Bir insan “Ben….’’ ile başlayan cümleleri çok fazla kuruyorsa, kendisini büyük, göstermeye çalışıyorsa  aslında  egonun tuzağına düşmüştür çünkü bu durumda aslında kendisini küçük görüyordur. Ama bunu üstü kapalı yapıyordur.  Amaç; kendi kendine aslında o kadar da küçük, beceriksiz ve zavallı olmadığını ispatlamak.. Ve ne yazık ki bu işe yaramaz çünkü bir insan düşüncelerinin kökünde özbenliğini kabul etmediyse kendisini hep aciz, yetersiz ve zavallı görecektir.

İş dünyasında ise  sık sık karşılaştığımız  ben egosu,  özgüvenle yakından ilgili. Egosu kabarmış gururlu insan; hayata, olaylara, insanlara, objektif bakamaz. İşlerde terslik olursa çözmek yerine bağırıp çağırmayı tercih eder. Mantığıyla değil egosuyla karar verir. Birlikte çalıştığı insanlar veya ekipler ile sürekli çatışma içerisinde olur. Zamanla,  iş yerinde aynı amaç uğruna çalışan insanlarda rekabet duygusu artmaya başlar. Böyle olunca da aynı çatı altında kutuplaşmalar baş gösterir.

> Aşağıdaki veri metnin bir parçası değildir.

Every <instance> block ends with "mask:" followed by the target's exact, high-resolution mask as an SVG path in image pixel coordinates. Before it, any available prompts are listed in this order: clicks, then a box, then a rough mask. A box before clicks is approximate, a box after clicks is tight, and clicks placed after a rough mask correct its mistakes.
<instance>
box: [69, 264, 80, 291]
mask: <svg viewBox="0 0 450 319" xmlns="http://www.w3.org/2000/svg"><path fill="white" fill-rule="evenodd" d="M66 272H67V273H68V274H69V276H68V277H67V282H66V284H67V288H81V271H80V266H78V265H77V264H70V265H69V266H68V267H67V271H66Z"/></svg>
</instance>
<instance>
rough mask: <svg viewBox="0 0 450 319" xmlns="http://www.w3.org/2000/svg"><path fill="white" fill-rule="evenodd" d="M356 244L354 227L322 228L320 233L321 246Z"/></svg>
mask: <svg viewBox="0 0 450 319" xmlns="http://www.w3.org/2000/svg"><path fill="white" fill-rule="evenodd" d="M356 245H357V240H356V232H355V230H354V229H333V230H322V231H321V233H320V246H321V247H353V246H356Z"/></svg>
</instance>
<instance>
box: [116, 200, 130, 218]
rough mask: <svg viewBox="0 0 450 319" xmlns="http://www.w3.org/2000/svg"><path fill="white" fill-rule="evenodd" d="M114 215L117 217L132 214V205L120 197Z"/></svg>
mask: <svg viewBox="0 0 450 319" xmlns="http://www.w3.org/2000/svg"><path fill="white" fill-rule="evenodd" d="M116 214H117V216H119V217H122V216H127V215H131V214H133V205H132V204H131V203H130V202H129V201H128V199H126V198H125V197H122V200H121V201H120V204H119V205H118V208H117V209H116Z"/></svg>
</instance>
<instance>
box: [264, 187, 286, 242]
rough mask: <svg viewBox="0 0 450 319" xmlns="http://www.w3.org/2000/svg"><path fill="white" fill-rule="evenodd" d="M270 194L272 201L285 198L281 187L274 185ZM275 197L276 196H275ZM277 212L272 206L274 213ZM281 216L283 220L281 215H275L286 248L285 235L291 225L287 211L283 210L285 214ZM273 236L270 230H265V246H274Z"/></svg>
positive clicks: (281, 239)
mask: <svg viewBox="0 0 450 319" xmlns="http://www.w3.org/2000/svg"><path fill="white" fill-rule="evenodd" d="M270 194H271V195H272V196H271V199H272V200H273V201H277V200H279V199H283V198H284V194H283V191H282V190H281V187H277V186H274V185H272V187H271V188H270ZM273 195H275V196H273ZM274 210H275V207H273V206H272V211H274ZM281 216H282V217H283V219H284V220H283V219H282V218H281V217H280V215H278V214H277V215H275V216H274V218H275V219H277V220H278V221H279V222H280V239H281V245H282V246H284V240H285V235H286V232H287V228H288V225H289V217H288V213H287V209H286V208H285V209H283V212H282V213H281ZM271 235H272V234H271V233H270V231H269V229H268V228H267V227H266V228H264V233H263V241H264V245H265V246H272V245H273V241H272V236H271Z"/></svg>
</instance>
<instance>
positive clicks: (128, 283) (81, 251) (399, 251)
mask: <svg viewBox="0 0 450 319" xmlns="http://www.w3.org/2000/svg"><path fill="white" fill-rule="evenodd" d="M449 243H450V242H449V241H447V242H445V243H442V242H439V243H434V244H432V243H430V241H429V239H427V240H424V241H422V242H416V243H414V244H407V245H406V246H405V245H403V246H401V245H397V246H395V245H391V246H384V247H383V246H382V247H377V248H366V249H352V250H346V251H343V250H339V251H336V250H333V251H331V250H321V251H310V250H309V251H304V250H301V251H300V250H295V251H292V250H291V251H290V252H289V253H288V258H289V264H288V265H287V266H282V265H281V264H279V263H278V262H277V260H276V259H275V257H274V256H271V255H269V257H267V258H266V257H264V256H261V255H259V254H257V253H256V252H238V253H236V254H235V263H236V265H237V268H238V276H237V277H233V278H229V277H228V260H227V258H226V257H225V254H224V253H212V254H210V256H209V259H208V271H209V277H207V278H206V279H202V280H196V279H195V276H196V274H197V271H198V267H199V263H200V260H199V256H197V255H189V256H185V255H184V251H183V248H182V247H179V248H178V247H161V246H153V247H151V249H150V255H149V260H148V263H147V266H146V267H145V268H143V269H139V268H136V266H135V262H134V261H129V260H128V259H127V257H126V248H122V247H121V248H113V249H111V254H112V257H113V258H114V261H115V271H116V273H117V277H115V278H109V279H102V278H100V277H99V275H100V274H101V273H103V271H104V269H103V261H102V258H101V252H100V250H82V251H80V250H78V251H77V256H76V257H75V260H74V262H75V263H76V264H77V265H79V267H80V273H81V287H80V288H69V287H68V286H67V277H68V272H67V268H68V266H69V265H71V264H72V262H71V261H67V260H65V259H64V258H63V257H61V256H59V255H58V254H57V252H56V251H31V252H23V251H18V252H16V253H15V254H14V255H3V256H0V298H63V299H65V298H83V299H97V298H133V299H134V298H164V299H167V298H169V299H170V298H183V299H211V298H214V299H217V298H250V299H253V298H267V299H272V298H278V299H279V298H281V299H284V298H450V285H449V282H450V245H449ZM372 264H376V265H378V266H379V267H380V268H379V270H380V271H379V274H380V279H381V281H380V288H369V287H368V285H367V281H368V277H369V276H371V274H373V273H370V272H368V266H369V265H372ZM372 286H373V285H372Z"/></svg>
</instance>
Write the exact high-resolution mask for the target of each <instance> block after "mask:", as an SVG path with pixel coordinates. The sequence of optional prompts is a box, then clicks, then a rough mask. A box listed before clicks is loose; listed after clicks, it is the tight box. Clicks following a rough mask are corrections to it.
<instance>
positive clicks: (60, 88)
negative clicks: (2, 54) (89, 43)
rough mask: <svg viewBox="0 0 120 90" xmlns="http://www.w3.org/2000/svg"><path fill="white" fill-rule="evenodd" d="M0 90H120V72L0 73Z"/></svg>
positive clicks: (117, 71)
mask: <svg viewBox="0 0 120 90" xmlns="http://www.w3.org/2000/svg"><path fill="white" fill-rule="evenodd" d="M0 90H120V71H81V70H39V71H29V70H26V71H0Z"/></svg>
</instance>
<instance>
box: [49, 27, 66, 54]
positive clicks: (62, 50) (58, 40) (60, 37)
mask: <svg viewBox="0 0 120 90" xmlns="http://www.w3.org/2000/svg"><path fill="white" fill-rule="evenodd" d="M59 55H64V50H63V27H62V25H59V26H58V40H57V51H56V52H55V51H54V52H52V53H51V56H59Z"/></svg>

Egosu yüksek kişi, bazı başarılara imza atabiliyor ama bu sınırlı kalıyor. Çünkü bu kişilerin egosu, su yüzüne çıktığında ekip çalışmasına uyum sağlayamadıkları için bir süre sonra başarı grafikleri düşüyor. Onun için iş hayatlarımızda egomuzun bizi esir almasını engelleyerek, takım ruhunu yaşatarak, çok daha insani ve büyük başarılara kucak açmak mümkün.

Ego sağlıklı kullanıldığında ancak,  birey özgüveni yerinde davranışlar sergileyebilir, ne tamamen duygularının esiri olur ne de tamamen dışa bağımlı ve yönlendirilmeye açık bir kişilik.

Sahip olduğumuz egoları başkasına üstünlük aracı olarak değil de dengeli bir özgüven aracı olarak kullandığımızda ilişkilerimizin daha olumlu gideceğini görebiliriz.

Bir kurumun çalışanlarında egoyu kontrol altına alabilmek ve departmanlar arasında oluşan gerginlikleri ortadan kaldırabilmek için  öncelikle biz duygusunun işletme için ne kadar önemli olduğunu vurgulamamız gerekir. Hem o zaman egosu yüksek olan bazı çalışma arkadaşlarımızın var olan egolarını daha sağlıklı yönetmelerini sağlayabiliriz.

Şirketlerde en sık yaşanan çatışmalar, genellikle departmanlar arasında olur. Her bir departman sanki kendi cumhuriyetini ilan etmiş gibidir. Herkes kendi departmanından arkadaşlarıyla yemeğe gider, özel gün ve gecelerin amacı, çalışanları kaynaştırmak olduğu halde, yine aynı departmanlarda çalışanlar birbirleriyle oturup yemek yemeyi tercih eder bazen de mecbur kalır. Bunun en bariz örneğini ise, şirketlerin özel yemeklerinde bir masada oturan genellikle sadece erkeklerden oluşan teknik ya da idari personel çalışanlarında görebiliriz.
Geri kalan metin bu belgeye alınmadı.